TADA was tested in 2005 by the family of Sun Hudson, an infant born with fatal congenital dwarfism. Because of his prognosis, the medical team judged that ongoing ventilatory support was nonbeneficial, a decision with which the ethics committee at Texas Children’s Hospital agreed, despite requests from his mother to continue life-sustaining treatment. Unsuccessful attempts were made to transfer Sun to a different hospital, and ultimately the medical team disconnected him from the ventilator and he died shortly after. The hospital’s decision was upheld by an appellate court, the first time a US judge sided with the medical team over a parent in withdrawing life-sustaining treatment. Some have argued that TADA is flawed because of biases that may exist in hospital ethics committees and within the institution’s own bureaucracy, therefore these cases should be adjudicated individually in the courts. Regardless of the outcome, these cases are always emotionally challenging for everyone involved.

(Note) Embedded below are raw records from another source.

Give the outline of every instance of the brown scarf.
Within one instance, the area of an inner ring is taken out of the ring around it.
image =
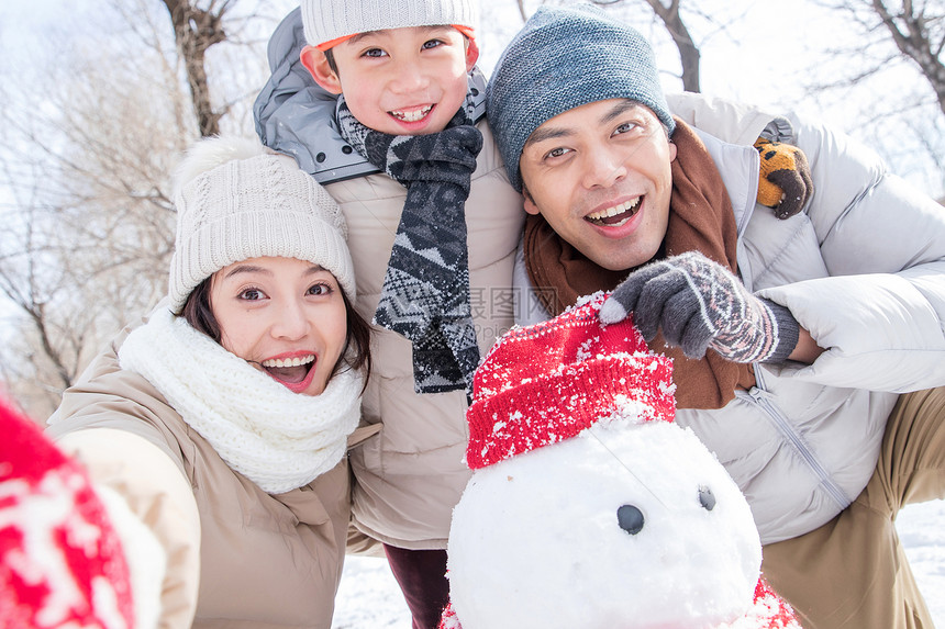
[[[699,250],[737,272],[735,215],[719,169],[702,141],[678,119],[672,142],[677,153],[669,223],[658,256]],[[632,270],[599,267],[562,239],[541,215],[530,215],[525,222],[524,245],[529,278],[553,315],[560,314],[581,295],[613,290]],[[730,362],[712,350],[699,360],[686,358],[678,347],[668,347],[662,334],[649,347],[674,360],[679,408],[721,408],[736,390],[755,383],[751,364]]]

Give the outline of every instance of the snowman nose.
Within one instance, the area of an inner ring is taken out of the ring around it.
[[[699,487],[699,504],[702,505],[702,508],[707,512],[711,512],[715,508],[715,494],[713,494],[712,490],[705,485],[701,485]]]
[[[633,505],[622,505],[616,509],[616,521],[620,528],[630,535],[636,535],[643,530],[643,512]]]

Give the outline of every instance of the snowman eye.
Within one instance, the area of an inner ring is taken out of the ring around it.
[[[705,485],[699,486],[699,504],[702,505],[702,508],[707,512],[711,512],[715,508],[715,494],[713,494],[712,490]]]
[[[616,521],[620,528],[630,535],[636,535],[643,530],[643,512],[633,505],[623,505],[616,509]]]

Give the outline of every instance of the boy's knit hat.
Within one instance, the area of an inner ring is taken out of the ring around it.
[[[672,361],[651,351],[630,318],[601,326],[604,297],[512,328],[492,346],[466,412],[469,469],[575,437],[622,407],[636,420],[672,420]]]
[[[355,301],[341,209],[291,157],[258,141],[203,139],[177,170],[174,203],[177,239],[168,293],[175,313],[220,269],[264,256],[320,265]]]
[[[538,8],[502,53],[486,90],[486,115],[512,186],[521,192],[519,159],[532,132],[608,99],[637,101],[669,133],[676,128],[643,35],[596,7]]]
[[[475,38],[476,0],[302,0],[305,40],[327,50],[352,35],[410,26],[456,26]]]

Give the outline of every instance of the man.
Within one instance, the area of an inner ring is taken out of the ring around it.
[[[670,115],[647,42],[592,8],[540,9],[487,111],[532,294],[553,315],[615,289],[604,323],[630,313],[675,359],[678,422],[745,493],[804,626],[932,627],[893,520],[945,497],[945,211],[800,120],[815,193],[756,206],[758,151]]]

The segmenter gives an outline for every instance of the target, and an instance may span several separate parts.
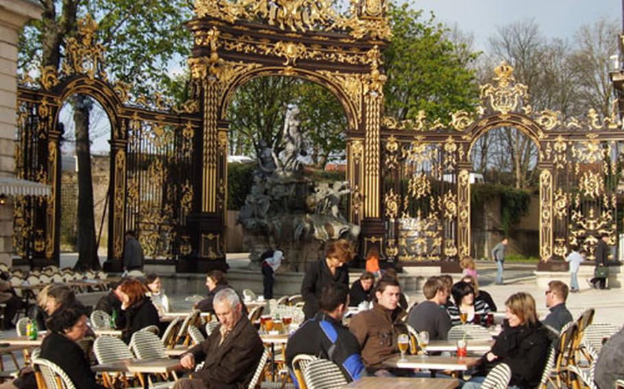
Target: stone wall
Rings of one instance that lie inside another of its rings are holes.
[[[0,0],[0,175],[15,175],[14,153],[17,107],[17,43],[20,29],[42,9],[34,1]],[[0,262],[10,264],[13,205],[0,206]]]

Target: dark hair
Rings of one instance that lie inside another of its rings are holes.
[[[45,321],[45,326],[52,332],[64,334],[66,329],[75,325],[83,316],[86,316],[86,308],[76,301],[54,311]]]
[[[475,289],[468,282],[460,281],[453,286],[453,288],[451,288],[451,292],[453,294],[453,299],[455,301],[455,305],[459,306],[461,303],[461,299],[464,299],[464,296],[470,293],[475,294]]]
[[[147,277],[145,277],[145,285],[149,285],[159,278],[160,278],[160,275],[155,273],[150,273],[147,275]]]
[[[439,277],[430,277],[422,287],[422,293],[427,300],[431,300],[435,297],[438,290],[444,292],[446,290],[446,287]]]
[[[383,293],[383,291],[385,290],[385,288],[388,286],[398,286],[398,288],[401,287],[398,283],[398,281],[397,281],[396,278],[392,278],[384,275],[379,279],[379,281],[377,281],[377,284],[375,285],[375,293],[377,292]]]
[[[328,284],[321,288],[321,295],[318,299],[319,308],[326,312],[331,312],[340,304],[347,305],[349,287],[344,284]]]
[[[228,284],[228,280],[226,279],[226,275],[220,270],[211,271],[208,272],[208,275],[206,275],[206,277],[212,279],[212,280],[215,281],[215,284],[217,284],[217,286]]]
[[[71,305],[76,301],[76,295],[69,286],[64,285],[54,286],[48,290],[48,298],[54,299],[60,307]],[[57,308],[57,309],[60,309]]]

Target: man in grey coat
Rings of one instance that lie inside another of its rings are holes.
[[[141,248],[141,243],[136,240],[134,231],[127,231],[123,249],[123,270],[143,270],[144,260],[143,249]]]
[[[503,285],[503,264],[505,263],[505,249],[509,240],[503,238],[500,243],[492,249],[492,258],[496,263],[496,284]]]

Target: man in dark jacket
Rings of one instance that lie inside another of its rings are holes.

Moral Courage and Professional Autonomy

It can be very hard to say no to a patient, especially when responding to a request for a life-sustaining treatment. In some cases it is easier to say yes than to have a difficult interaction. Doing what you believe is right, exercising your professional autonomy, can take a lot of moral courage. Your training and experience, guided by the moral standards to do good and avoid doing harm, form the basis of professional autonomy. That is not to dispute the moral foundation of patient autonomy, but rather to affirm that in some cases, you have an ethical obligation to withhold or withdraw nonbeneficial treatments. This preserves your professional and personal integrity. Disagreements are best addressed through a process-based approach. Many hospitals have teams who can support you. At the minimum, the ethics committee is a place to start in resolving conflicts over nonbeneficial treatments. It is very important to recognize that you don’t have to be both the mediator and one of the major stakeholders. Getting the ethics committee and a professional negotiator or ombudsman involved will often help to resolve disagreements. While as physicians we should be good, empathic communicators, an unbiased third party can often help find an acceptable resolution. In the end, trust your judgment, act with empathy and integrity. You are not alone.

As Uncle Ben said to Peter Parker (Spiderman), “With great power comes great responsibility.”